Among the pleasures of Todd Haynes’ films is his obvious love of recreating other time periods; most recently, he invited viewers into the 1950s with Carol. His new film, Wonderstruck, offers twice the pleasure, intercutting two narratives, one from 1927 and the other from 1977.
Wonderstruck is adapted from Brian Selznick’s young-adult novel, and is reminiscent of one of those mechanical puzzles, in which pieces are rotated and re-arranged before snapping together into a completed object. The film follows two 12-year-olds who have run away to New York City; both are on quests and wind up at the Natural History Museum. That’s just the start of the parallels between their tales, and as further information is doled out, viewers can speculate how the two stories will snap together to form one.
We meet Ben (Oakes Fegley) in his small Minnesota town of Gunflint; it’s 1977, and he’s sad because his single mother has recently died. A bizarre episode during which he’s rendered deaf provides the jolt he needs: Determined to find his father, he heads for New York City, armed with only a few clues (a book about museums, the name of an Upper West Side bookstore).
Meanwhile, in 1927, lonely Rose (Millicent Simmonds), who is also deaf, lives in Hoboken with her wealthy but strict dad. She cuts photos of her favorite actress from magazines, and uses the discarded pages to create fantastic cityscapes made from cardboard. Her journey to New York City includes a visit to the cinema and a journey uptown to the museum.
Rose’s story unfolds in black and white, with intertitles, like a silent movie, while Ben’s is set in the grubby, grimy years of the mid-1970s, where Manhattan is all garish polyester, street crime and the circle of hell that is the Port Authority bus terminal. Both children find refuge — one quite literally — at the museum, a place of genuine wonder filled with magical totems such as taxidermied exotic animals, dinosaur bones and a meteorite. (Wonderstruck is also a valentine to museums, and the unique inspirational role they play.)
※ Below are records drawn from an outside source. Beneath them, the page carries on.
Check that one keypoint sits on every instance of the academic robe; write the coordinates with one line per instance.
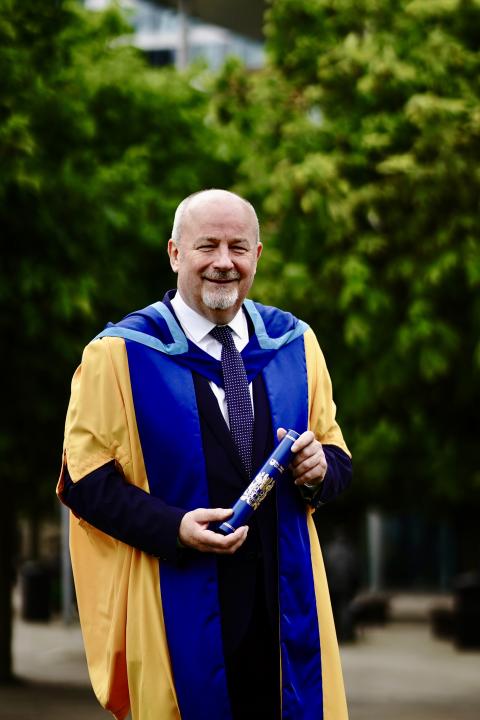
(151, 628)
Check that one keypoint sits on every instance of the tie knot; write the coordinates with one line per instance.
(223, 333)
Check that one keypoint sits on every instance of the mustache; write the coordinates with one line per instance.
(222, 275)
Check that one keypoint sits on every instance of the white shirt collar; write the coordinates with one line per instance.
(197, 327)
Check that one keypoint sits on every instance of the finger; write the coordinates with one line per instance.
(307, 463)
(314, 475)
(281, 432)
(301, 442)
(202, 515)
(224, 544)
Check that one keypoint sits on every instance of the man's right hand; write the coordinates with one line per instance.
(194, 531)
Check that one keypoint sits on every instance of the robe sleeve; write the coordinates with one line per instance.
(322, 421)
(101, 431)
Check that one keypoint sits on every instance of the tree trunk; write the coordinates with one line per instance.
(6, 584)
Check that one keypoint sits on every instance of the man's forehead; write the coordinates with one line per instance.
(211, 217)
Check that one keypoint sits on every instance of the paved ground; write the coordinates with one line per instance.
(399, 672)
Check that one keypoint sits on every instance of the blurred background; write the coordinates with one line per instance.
(353, 126)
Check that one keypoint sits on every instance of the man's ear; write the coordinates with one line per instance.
(173, 254)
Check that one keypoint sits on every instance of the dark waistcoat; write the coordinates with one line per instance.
(256, 560)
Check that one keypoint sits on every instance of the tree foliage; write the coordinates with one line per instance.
(360, 144)
(97, 150)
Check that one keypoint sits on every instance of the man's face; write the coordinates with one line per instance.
(216, 258)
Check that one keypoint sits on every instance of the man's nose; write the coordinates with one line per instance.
(223, 259)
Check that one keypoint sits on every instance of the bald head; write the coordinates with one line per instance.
(213, 198)
(214, 250)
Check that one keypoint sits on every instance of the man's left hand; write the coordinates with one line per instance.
(309, 464)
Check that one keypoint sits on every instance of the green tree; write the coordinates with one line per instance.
(96, 151)
(360, 144)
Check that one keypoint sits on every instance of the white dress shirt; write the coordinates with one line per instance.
(197, 328)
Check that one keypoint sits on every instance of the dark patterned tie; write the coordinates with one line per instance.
(240, 413)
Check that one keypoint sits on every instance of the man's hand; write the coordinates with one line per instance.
(309, 465)
(194, 531)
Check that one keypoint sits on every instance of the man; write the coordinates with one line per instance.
(167, 424)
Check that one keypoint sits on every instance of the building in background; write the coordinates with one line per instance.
(170, 36)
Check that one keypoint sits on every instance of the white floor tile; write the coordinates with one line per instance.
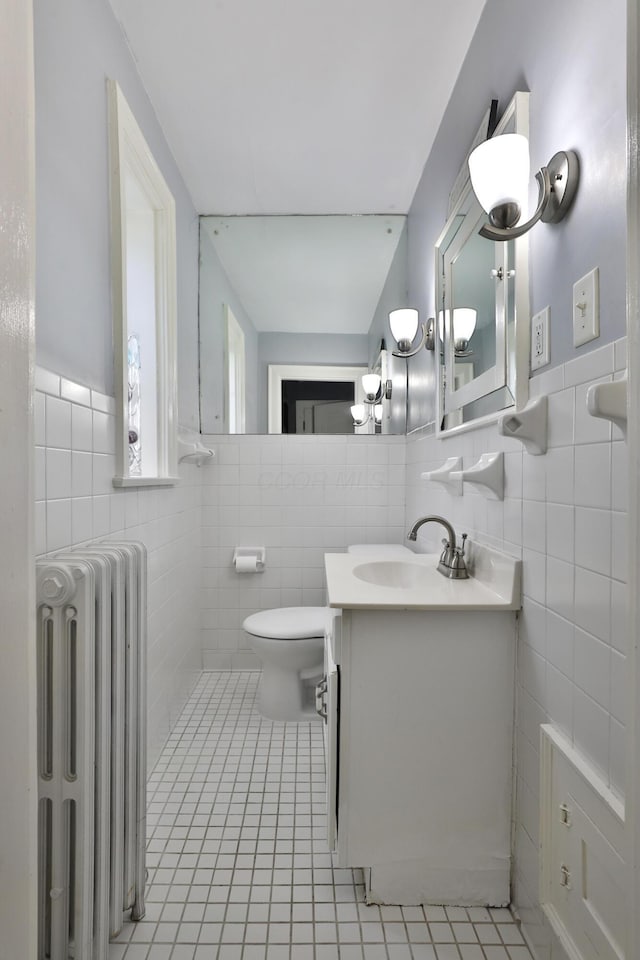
(238, 863)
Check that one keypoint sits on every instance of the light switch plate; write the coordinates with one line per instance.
(540, 354)
(586, 308)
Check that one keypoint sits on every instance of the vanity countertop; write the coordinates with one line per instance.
(494, 583)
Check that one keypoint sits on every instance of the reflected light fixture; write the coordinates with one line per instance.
(464, 325)
(404, 325)
(499, 169)
(375, 391)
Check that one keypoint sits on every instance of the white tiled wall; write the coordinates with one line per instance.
(565, 514)
(76, 501)
(300, 497)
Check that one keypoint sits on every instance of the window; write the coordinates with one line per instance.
(143, 269)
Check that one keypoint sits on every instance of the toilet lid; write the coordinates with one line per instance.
(288, 623)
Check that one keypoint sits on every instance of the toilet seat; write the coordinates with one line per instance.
(288, 623)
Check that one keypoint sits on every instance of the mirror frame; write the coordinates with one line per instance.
(449, 401)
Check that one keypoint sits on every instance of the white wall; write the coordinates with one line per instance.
(576, 72)
(565, 515)
(78, 45)
(215, 292)
(76, 502)
(300, 497)
(18, 794)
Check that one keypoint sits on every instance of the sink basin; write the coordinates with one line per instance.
(391, 573)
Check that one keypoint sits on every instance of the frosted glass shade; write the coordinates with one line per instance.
(464, 323)
(404, 324)
(371, 385)
(499, 170)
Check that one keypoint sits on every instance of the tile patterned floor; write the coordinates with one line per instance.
(239, 867)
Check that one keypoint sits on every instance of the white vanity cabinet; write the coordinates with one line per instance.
(420, 732)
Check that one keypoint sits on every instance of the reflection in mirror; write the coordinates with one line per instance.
(306, 398)
(484, 369)
(306, 291)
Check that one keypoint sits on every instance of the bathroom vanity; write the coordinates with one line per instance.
(418, 697)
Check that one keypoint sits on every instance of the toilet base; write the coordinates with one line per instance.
(282, 695)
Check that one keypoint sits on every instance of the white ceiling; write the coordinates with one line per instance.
(306, 274)
(299, 106)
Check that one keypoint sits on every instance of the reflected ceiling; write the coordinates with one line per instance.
(299, 106)
(302, 274)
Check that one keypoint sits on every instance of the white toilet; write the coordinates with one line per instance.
(290, 644)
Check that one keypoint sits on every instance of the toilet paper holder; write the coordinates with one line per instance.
(259, 554)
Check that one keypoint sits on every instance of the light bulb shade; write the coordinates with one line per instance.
(464, 323)
(499, 170)
(404, 324)
(371, 385)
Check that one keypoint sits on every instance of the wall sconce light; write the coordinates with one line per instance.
(375, 391)
(464, 325)
(499, 170)
(404, 325)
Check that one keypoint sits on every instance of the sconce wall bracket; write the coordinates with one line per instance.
(557, 185)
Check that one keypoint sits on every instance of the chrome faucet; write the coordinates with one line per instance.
(451, 563)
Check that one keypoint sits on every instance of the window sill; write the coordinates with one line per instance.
(145, 481)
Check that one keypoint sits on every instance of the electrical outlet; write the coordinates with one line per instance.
(540, 353)
(586, 309)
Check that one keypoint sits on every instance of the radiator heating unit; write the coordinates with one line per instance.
(91, 644)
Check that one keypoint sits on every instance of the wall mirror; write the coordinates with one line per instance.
(482, 308)
(310, 296)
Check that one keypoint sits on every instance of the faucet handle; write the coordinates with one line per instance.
(460, 550)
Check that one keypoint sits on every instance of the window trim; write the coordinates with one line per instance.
(129, 151)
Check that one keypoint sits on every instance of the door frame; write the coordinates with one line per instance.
(632, 793)
(18, 739)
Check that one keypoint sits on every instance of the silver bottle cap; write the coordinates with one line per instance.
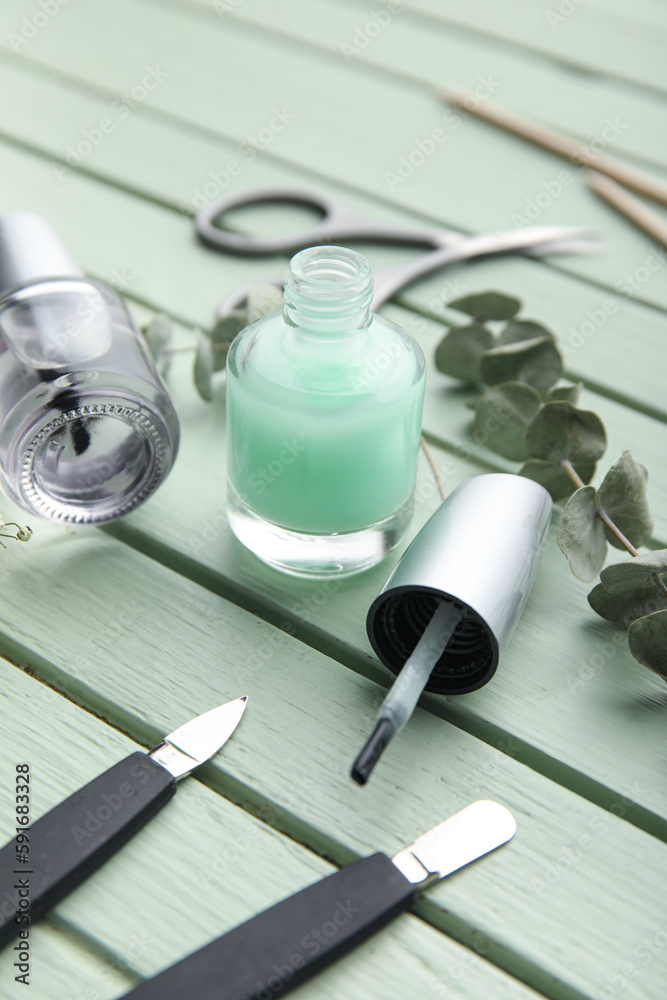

The film aims for whimsy and wonder, while also setting up an emotional payoff. And the work does have its charms, including such stylistic flourishes as a stop-motion-animation sequence and a meticulously recreated film-within-a-film (a silent melodrama about an imperiled mother). But the unfolding can be clunky, the middle of the film suffers from some plodding pacing, and the wrap-up leans toward cloying, a solution to the puzzle that is perfunctory and strained. But that’s true of many tales — the mystery is simply more enjoyable than the answer. Like Rose and Ben find, with Wonderstruck, the journey is the more engaging aspect.